Roczna inflacja bazowa po wyłączeniu cen żywności i paliw wyniosła 0,6%, czyli tyle samo, co w październiku.
Bruce Pang, główny ekonomista Jones Lang LaSalle, powiedział, że słaby odczyt bazowego wskaźnika CPI stanowi ostrzeżenie przed trwającym spowolnieniem popytu, co powinno być priorytetem polityki Chin, jeśli chcą one osiągnąć bardziej zrównoważony i zrównoważony wzrost.
Chociaż ceny konsumpcyjne w drugiej co do wielkości gospodarce świata balansowały w ostatnich miesiącach na granicy deflacji, prezes chińskiego banku centralnego Pan Zongsheng powiedział w zeszłym tygodniu, że oczekuje się, że inflacja „będzie zmierzać w górę”.
Indeks cen producentów spadł o 3,0% rok do roku w porównaniu ze spadkiem o 2,6% w październiku, co oznacza 14. z rzędu miesiąc spadku i najszybszy od sierpnia. Ekonomiści spodziewali się spadku o 2,8% w listopadzie.
Chińska gospodarka stanęła w tym roku w obliczu kilku przeciwności, w tym rosnącego zadłużenia samorządów lokalnych, słabnącego rynku mieszkaniowego oraz słabnącego popytu w kraju i za granicą. Zwłaszcza chińscy konsumenci zaostrzają swoje ograniczenia finansowe, obawiając się niepewności związanej z nieuchwytnym ożywieniem gospodarczym.

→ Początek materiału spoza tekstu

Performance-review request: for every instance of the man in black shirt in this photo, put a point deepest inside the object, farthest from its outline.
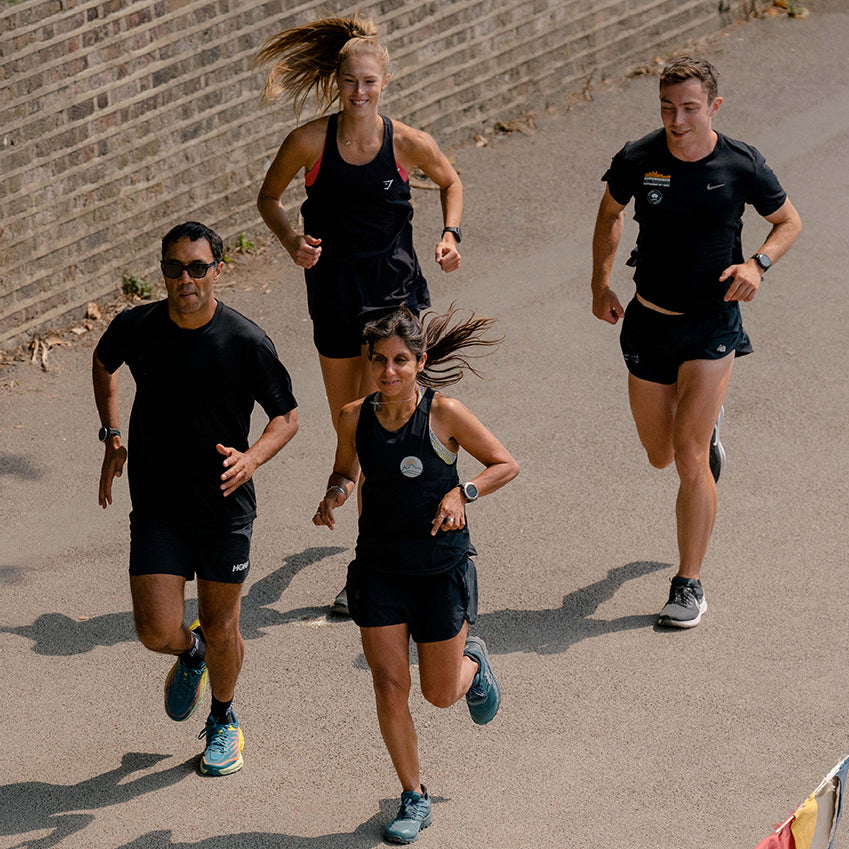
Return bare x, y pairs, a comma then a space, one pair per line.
198, 366
681, 332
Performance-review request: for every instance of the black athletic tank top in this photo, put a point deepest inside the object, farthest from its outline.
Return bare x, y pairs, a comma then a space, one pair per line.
404, 482
363, 216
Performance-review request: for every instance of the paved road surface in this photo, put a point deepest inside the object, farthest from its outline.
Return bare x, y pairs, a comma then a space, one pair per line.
612, 733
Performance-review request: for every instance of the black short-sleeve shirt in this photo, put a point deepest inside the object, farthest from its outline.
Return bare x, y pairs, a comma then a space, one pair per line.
690, 215
194, 389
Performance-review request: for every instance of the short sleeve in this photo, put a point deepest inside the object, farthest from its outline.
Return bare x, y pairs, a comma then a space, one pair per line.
618, 178
272, 384
766, 195
111, 350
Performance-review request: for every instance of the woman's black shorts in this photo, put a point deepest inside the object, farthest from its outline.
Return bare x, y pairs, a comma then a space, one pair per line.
434, 606
655, 344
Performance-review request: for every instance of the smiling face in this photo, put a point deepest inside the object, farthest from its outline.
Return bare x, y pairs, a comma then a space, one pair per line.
687, 111
395, 368
360, 80
191, 302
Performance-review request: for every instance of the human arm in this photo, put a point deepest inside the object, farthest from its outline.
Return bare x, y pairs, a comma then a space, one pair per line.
301, 149
239, 467
606, 237
115, 454
415, 148
747, 276
454, 424
346, 467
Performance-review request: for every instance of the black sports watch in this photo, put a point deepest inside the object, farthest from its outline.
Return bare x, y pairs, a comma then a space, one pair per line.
107, 433
763, 261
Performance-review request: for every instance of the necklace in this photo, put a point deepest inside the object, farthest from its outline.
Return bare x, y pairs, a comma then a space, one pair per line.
381, 403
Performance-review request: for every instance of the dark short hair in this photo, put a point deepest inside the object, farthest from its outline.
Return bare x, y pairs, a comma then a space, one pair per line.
691, 68
194, 230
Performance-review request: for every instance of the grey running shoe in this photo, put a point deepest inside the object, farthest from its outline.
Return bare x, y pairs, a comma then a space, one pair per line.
484, 696
685, 606
717, 452
414, 814
340, 604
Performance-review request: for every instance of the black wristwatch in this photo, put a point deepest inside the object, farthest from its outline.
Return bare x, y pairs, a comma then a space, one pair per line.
107, 433
470, 491
763, 261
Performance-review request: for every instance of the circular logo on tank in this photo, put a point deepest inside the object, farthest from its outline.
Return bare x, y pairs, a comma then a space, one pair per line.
411, 467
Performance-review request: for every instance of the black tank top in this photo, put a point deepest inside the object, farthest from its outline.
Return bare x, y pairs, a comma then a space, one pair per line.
363, 216
405, 480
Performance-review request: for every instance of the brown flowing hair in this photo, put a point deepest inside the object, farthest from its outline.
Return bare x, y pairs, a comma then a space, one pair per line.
445, 338
306, 59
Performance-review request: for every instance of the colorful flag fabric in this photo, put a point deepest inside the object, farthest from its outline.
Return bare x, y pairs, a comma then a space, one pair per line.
813, 824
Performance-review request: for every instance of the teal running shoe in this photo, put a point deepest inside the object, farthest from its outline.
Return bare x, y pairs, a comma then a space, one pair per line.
184, 687
224, 744
414, 814
484, 696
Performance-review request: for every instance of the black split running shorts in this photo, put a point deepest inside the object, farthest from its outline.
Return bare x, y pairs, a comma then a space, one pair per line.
162, 548
655, 344
435, 606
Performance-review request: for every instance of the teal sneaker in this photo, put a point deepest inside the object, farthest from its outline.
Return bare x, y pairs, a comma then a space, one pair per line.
184, 687
414, 814
224, 744
484, 696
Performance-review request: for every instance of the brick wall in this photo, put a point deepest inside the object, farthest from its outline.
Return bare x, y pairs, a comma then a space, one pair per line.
120, 117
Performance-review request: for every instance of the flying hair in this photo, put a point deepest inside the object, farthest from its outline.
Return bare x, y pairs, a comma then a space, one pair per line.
305, 60
448, 341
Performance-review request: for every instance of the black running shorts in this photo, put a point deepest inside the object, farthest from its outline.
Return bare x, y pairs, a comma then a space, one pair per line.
434, 606
655, 345
160, 548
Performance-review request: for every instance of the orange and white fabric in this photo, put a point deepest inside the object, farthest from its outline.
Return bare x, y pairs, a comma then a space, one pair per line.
814, 823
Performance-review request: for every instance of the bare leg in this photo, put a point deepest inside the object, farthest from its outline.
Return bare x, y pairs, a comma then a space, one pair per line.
219, 605
701, 390
345, 380
158, 609
445, 672
387, 651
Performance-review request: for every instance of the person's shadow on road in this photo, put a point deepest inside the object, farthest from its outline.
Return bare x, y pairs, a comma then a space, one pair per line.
367, 835
35, 805
57, 635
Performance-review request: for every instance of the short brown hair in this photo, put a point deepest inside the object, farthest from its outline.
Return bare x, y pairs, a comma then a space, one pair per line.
691, 68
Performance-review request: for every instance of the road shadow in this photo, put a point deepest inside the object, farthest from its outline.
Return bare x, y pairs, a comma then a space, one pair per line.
19, 466
57, 635
556, 630
37, 806
367, 835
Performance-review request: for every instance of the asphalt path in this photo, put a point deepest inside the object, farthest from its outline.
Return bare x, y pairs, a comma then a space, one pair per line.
612, 733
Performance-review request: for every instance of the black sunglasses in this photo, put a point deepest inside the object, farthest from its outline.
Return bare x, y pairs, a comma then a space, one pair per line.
173, 269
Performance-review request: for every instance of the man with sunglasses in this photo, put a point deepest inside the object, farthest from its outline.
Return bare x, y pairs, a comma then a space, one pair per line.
199, 367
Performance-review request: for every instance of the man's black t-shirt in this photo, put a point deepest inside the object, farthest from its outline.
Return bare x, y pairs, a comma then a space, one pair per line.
194, 389
690, 215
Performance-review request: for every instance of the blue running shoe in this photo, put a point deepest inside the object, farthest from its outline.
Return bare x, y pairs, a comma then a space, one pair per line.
414, 814
484, 696
184, 687
224, 744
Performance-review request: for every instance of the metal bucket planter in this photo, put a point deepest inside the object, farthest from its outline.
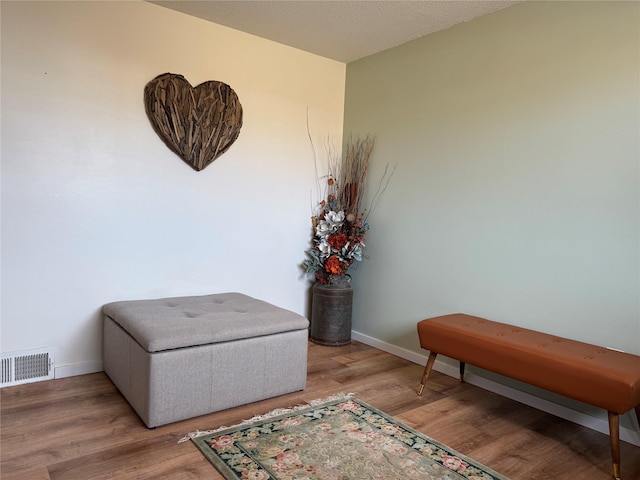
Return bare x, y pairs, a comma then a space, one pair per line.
331, 314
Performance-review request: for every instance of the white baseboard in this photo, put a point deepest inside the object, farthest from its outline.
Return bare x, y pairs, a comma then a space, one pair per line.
78, 369
597, 424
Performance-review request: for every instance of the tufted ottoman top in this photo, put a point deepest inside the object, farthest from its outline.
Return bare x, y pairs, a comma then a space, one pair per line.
178, 322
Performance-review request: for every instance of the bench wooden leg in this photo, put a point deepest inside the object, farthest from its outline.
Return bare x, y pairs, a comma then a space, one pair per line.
427, 371
614, 438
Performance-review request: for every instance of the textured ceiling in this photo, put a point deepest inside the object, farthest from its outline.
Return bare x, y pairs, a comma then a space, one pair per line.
342, 30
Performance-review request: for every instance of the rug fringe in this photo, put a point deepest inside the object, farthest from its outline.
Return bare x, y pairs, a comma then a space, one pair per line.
271, 414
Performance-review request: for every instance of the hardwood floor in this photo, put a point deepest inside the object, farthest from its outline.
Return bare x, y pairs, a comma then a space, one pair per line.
81, 428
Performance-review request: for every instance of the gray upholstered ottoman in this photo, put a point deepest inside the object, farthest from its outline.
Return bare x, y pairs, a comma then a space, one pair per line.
177, 358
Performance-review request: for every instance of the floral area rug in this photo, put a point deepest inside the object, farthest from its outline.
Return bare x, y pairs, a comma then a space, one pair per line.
342, 439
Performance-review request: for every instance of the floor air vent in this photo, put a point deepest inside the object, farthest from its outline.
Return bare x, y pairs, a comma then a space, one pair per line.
25, 367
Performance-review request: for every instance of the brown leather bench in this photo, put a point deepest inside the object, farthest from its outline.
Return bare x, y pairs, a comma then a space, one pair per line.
595, 375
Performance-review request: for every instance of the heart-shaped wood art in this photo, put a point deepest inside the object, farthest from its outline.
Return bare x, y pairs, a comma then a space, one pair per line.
198, 123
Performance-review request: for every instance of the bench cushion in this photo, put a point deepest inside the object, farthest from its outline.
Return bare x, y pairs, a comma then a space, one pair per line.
178, 322
595, 375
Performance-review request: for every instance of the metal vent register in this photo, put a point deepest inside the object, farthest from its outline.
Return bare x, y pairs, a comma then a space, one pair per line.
25, 367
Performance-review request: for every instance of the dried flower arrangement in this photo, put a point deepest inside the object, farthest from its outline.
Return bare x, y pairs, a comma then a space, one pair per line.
339, 224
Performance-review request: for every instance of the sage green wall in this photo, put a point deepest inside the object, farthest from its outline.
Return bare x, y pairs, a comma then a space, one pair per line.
516, 195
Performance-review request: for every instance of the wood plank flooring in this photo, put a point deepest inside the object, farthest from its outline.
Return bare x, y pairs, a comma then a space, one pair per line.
81, 428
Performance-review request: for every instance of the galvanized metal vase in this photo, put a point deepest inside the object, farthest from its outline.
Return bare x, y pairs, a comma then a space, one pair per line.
331, 313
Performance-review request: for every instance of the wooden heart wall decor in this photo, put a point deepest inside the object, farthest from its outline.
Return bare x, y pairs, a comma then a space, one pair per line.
198, 123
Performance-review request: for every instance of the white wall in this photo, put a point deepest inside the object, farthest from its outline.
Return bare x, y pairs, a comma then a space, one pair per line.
95, 208
516, 195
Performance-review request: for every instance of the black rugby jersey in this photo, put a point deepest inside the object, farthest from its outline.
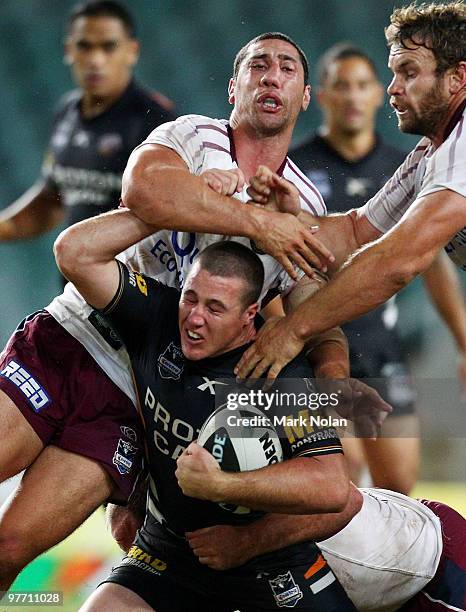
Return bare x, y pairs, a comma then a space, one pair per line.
86, 157
345, 185
177, 395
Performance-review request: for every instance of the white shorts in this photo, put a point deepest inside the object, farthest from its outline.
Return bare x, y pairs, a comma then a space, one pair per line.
388, 552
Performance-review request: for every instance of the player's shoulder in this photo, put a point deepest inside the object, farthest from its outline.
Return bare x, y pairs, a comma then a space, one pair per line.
205, 128
202, 123
311, 145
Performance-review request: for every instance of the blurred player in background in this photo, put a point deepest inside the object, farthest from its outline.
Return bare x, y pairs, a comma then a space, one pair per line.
95, 127
349, 163
80, 440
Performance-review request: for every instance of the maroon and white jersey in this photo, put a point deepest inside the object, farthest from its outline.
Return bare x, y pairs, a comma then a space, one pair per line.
203, 143
426, 170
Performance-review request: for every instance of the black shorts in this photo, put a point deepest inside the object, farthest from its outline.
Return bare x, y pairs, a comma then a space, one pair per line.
169, 578
394, 383
69, 401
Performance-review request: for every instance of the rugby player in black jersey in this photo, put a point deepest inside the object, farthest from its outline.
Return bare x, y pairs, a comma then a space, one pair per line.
177, 345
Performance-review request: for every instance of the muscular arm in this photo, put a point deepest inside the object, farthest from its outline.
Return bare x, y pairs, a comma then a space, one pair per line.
385, 266
224, 546
302, 485
38, 210
342, 233
85, 252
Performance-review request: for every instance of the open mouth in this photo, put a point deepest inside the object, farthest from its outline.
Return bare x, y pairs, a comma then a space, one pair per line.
270, 103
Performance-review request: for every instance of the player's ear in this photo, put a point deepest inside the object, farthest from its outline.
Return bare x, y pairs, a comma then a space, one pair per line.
231, 90
457, 78
306, 97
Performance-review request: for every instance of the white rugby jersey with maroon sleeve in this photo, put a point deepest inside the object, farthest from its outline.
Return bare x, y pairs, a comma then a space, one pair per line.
426, 170
203, 143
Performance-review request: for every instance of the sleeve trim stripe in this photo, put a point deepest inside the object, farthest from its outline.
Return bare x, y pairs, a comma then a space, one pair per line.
116, 298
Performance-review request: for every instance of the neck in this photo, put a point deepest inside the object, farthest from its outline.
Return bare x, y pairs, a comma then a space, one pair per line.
351, 146
254, 150
439, 136
93, 105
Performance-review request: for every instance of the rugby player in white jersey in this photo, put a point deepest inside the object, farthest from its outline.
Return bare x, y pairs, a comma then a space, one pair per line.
49, 373
419, 211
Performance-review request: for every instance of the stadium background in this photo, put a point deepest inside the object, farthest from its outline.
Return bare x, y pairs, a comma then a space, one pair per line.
187, 53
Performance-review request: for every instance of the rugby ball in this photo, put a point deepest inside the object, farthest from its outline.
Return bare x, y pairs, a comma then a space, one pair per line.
240, 440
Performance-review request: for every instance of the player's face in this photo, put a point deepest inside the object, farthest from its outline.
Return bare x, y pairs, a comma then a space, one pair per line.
269, 92
350, 96
212, 319
418, 95
101, 54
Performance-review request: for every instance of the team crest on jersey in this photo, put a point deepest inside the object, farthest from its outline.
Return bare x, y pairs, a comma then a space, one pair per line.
124, 456
171, 362
285, 590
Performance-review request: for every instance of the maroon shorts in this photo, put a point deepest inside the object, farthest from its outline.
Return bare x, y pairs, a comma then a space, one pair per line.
447, 590
69, 401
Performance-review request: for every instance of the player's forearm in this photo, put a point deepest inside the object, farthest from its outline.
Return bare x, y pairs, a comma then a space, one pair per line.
37, 211
275, 531
173, 198
303, 485
442, 283
97, 240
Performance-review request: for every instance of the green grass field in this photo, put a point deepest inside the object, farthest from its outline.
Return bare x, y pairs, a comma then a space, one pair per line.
75, 566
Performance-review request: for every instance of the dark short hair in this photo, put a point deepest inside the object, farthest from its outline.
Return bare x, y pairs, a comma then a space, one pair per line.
342, 51
230, 259
103, 8
441, 28
271, 36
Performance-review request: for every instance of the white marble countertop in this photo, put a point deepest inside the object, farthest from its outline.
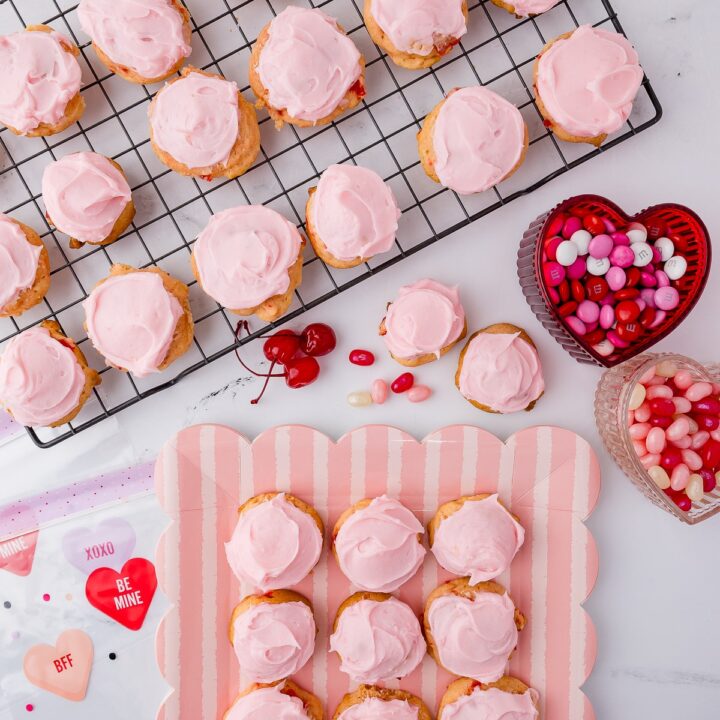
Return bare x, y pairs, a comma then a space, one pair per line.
655, 606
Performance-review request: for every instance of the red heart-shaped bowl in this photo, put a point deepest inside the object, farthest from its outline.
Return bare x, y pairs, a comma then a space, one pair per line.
612, 405
688, 233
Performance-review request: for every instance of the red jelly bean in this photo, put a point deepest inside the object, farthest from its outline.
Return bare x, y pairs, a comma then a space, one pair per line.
402, 383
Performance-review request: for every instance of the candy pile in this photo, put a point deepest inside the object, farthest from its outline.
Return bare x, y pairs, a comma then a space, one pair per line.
673, 423
611, 286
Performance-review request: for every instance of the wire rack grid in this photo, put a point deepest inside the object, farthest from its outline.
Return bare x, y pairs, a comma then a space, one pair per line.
498, 51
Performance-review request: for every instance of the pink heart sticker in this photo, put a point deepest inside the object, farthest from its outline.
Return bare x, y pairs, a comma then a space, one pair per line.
64, 668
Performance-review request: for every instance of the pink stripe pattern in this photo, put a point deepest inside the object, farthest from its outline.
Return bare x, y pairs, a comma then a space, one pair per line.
549, 477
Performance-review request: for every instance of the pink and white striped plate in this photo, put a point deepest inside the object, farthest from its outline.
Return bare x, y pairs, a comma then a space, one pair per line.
549, 477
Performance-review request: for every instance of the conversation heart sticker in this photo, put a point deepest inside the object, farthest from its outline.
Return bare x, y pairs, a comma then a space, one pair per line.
64, 668
124, 596
109, 544
18, 553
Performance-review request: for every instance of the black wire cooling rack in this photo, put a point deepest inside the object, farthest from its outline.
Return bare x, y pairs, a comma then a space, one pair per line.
498, 52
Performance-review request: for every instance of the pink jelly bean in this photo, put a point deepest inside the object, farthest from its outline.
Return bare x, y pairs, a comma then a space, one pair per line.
679, 477
698, 391
679, 429
655, 441
616, 278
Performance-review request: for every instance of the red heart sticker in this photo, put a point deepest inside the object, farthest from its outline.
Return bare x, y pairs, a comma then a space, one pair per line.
124, 596
17, 554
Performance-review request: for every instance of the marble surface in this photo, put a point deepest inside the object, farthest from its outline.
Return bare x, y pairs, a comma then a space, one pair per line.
655, 605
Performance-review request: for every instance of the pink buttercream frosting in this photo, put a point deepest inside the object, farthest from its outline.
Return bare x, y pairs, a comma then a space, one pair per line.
274, 545
478, 139
589, 80
131, 320
39, 78
377, 709
418, 26
378, 641
274, 640
84, 194
480, 540
244, 254
196, 120
143, 35
501, 371
377, 546
493, 704
19, 261
474, 638
267, 703
424, 318
525, 8
41, 380
307, 64
354, 212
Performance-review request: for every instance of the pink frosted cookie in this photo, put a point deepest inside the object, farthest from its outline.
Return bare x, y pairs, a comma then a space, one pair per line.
276, 542
40, 83
44, 377
472, 140
305, 70
377, 638
425, 321
352, 215
87, 197
143, 41
378, 544
586, 82
416, 33
249, 260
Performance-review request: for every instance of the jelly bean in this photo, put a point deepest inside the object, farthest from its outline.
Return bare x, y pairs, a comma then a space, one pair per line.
566, 253
675, 267
360, 399
666, 248
692, 459
694, 488
659, 477
679, 429
679, 477
581, 239
379, 391
622, 256
607, 317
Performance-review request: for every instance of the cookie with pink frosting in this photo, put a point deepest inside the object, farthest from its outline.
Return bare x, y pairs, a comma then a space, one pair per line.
305, 69
475, 536
276, 542
40, 83
416, 33
499, 370
143, 41
378, 544
249, 260
352, 215
472, 140
44, 377
24, 267
370, 702
139, 320
377, 638
508, 697
273, 635
526, 8
202, 126
585, 84
284, 700
424, 322
472, 630
87, 197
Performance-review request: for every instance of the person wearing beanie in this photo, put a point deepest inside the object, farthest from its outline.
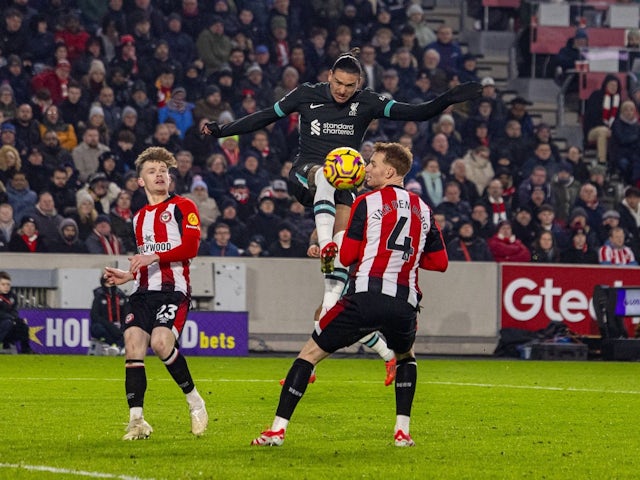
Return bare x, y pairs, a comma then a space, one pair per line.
68, 240
467, 246
505, 247
26, 238
579, 252
207, 206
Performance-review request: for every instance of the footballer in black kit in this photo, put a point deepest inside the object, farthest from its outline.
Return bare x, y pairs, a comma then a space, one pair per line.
326, 123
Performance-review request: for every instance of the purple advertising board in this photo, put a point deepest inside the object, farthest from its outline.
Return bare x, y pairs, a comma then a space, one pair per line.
66, 331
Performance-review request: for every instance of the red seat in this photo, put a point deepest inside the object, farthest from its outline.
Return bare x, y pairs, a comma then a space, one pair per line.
590, 81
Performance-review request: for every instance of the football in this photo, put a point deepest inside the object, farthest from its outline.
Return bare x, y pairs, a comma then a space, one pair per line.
344, 168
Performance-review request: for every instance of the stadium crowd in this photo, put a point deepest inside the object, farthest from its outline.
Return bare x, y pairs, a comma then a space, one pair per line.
86, 86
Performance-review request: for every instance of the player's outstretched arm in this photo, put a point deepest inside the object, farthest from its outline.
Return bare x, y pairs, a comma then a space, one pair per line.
425, 111
247, 124
115, 276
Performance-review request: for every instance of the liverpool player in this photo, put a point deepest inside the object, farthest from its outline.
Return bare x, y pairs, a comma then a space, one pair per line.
337, 114
390, 234
167, 234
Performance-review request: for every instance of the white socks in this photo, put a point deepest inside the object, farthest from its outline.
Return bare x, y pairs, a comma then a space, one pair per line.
324, 209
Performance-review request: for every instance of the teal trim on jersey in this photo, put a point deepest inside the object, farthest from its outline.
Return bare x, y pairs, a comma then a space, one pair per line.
387, 109
324, 208
302, 180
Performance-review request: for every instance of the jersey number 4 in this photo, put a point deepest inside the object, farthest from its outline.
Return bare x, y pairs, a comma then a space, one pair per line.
404, 247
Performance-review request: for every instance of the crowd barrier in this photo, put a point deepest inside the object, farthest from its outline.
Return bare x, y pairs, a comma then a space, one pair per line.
462, 310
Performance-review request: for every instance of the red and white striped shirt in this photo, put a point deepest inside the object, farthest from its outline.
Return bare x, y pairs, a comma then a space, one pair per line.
609, 255
171, 230
390, 233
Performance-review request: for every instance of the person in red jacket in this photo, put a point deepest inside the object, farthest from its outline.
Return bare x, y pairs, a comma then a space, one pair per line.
505, 247
55, 81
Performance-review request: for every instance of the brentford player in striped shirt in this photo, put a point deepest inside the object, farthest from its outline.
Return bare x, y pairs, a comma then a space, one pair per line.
614, 251
390, 234
167, 234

We wtorek agencja Moody’s wydała ostrzeżenie o obniżeniu ratingu kredytowego Chin, twierdząc, że koszty ratowania samorządów lokalnych i przedsiębiorstw państwowych oraz kontrolowania kryzysu na rynku nieruchomości będą ciążyć na gospodarce.
Chińskie Ministerstwo Finansów określiło tę decyzję jako rozczarowującą, twierdząc, że gospodarka się odbije, a ryzyko jest pod kontrolą.
W piątek media państwowe zacytowały Biuro Polityczne, najwyższy organ decyzyjny rządzącej partii komunistycznej, mówiące, że władze będą stymulować popyt krajowy i pobudzić ożywienie gospodarcze w 2024 r.
Rynki oczekują dalszych bodźców rządowych podczas Centralnej Konferencji Pracy Gospodarczej, której coroczny program odbędzie się pod koniec tego miesiąca.
(Raporty: Elaine Chang, Ella Cao i Ryan Wu; Przygotowanie Mahometa do biuletynu arabskiego; Przygotowanie Mahometa do biuletynu arabskiego) Redakcja: William Mallard i Edmund Claman
Nasze standardy: Zasady zaufania Thomson Reuters.